La idea de que la CEDA constituía un verdadero peligro para la República no era una exclusiva de los socialistas. La entrada de tres ministros de la CEDA en el Gobierno fue considerada, por ejemplo, por el Partido Republicano Conservador de Miguel Maura, como si se entregara la República a sus enemigos declarados, e hizo manifiesta su esencial incompatibilidad con esa República desfigurada.

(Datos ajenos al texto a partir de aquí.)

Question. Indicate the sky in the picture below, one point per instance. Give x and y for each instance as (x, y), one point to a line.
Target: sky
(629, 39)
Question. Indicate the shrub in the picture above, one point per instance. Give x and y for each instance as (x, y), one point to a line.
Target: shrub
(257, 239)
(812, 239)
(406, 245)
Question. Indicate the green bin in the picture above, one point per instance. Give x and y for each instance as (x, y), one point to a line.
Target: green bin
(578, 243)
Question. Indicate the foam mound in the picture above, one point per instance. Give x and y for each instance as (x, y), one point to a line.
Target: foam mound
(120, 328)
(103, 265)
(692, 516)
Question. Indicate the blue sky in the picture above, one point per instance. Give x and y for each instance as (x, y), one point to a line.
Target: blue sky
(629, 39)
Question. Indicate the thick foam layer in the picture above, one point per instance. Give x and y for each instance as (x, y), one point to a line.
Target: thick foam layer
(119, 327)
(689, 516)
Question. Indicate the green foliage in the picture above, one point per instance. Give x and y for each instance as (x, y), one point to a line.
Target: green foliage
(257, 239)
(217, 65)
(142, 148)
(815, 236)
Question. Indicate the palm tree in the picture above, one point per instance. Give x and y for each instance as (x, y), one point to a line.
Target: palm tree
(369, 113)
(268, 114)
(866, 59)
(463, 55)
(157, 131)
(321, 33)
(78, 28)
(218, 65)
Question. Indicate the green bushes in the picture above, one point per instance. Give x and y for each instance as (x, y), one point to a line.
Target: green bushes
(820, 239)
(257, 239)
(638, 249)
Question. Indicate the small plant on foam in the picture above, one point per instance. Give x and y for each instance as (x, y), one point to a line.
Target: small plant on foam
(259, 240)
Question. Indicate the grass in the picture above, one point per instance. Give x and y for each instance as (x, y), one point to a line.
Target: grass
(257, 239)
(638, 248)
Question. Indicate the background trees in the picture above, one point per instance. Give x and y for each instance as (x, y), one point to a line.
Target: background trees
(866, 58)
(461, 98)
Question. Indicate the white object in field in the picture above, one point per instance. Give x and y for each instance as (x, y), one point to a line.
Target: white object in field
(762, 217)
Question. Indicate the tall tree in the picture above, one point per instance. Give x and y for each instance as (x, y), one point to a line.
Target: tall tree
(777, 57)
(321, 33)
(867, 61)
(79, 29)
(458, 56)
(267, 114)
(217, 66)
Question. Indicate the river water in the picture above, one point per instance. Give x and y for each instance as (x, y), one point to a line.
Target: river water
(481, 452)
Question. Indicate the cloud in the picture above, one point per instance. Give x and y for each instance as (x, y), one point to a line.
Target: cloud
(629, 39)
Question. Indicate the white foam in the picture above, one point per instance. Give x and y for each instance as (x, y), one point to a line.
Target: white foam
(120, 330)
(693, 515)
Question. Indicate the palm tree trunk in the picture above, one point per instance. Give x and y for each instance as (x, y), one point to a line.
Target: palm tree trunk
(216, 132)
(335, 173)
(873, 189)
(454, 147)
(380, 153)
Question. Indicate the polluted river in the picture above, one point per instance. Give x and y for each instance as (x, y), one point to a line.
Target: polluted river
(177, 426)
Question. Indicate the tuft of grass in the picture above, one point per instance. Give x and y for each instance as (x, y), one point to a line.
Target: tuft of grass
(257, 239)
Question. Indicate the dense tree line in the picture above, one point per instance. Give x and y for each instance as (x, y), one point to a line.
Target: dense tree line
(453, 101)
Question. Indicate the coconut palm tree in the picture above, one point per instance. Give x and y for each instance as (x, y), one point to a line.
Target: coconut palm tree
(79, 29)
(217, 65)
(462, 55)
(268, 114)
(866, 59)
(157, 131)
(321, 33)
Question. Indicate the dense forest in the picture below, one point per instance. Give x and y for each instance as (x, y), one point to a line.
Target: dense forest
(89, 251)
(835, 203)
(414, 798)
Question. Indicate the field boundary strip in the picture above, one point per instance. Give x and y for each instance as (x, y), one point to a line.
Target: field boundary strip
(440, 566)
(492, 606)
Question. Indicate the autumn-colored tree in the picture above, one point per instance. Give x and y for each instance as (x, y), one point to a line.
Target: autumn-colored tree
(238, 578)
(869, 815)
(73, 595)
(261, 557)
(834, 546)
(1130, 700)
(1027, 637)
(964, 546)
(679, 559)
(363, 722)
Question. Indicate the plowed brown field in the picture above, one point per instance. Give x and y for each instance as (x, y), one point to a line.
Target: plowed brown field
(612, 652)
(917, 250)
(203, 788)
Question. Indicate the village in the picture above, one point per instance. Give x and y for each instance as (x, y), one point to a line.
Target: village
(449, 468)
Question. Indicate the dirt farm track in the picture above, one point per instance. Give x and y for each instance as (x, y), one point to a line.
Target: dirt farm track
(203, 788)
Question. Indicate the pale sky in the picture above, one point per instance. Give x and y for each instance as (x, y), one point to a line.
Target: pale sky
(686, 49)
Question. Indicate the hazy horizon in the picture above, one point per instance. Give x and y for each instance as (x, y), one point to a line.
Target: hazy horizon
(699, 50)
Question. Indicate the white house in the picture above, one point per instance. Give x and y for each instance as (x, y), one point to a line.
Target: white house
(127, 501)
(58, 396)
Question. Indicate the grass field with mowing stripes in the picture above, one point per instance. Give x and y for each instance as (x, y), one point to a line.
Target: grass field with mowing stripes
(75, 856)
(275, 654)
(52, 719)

Al otro extremo del espectro, la Izquierda Republicana de Manuel Azaña calificó de hecho monstruoso y traición la entrega del Gobierno de la República a sus enemigos (la CEDA), y proclamó su decisión de acudir a todos los medios en defensa de la República.
Cuando el 1 de octubre de 1934 Gil Robles retiró en sesión parlamentaria su apoyo al Gobierno del radical Samper, y para solucionar la crisis impuso la entrada de tres ministros de la CEDA, sabía que el peligro de un estallido revolucionario era muy posible, pero aun así estimó que era mejor correr el riesgo en ese momento y no más adelante, cuando el movimiento revolucionario estuviera más organizado. Largo Caballero había lanzado un órdago revolucionario si la CEDA entraba en el Gobierno, y ésta le aceptó el reto.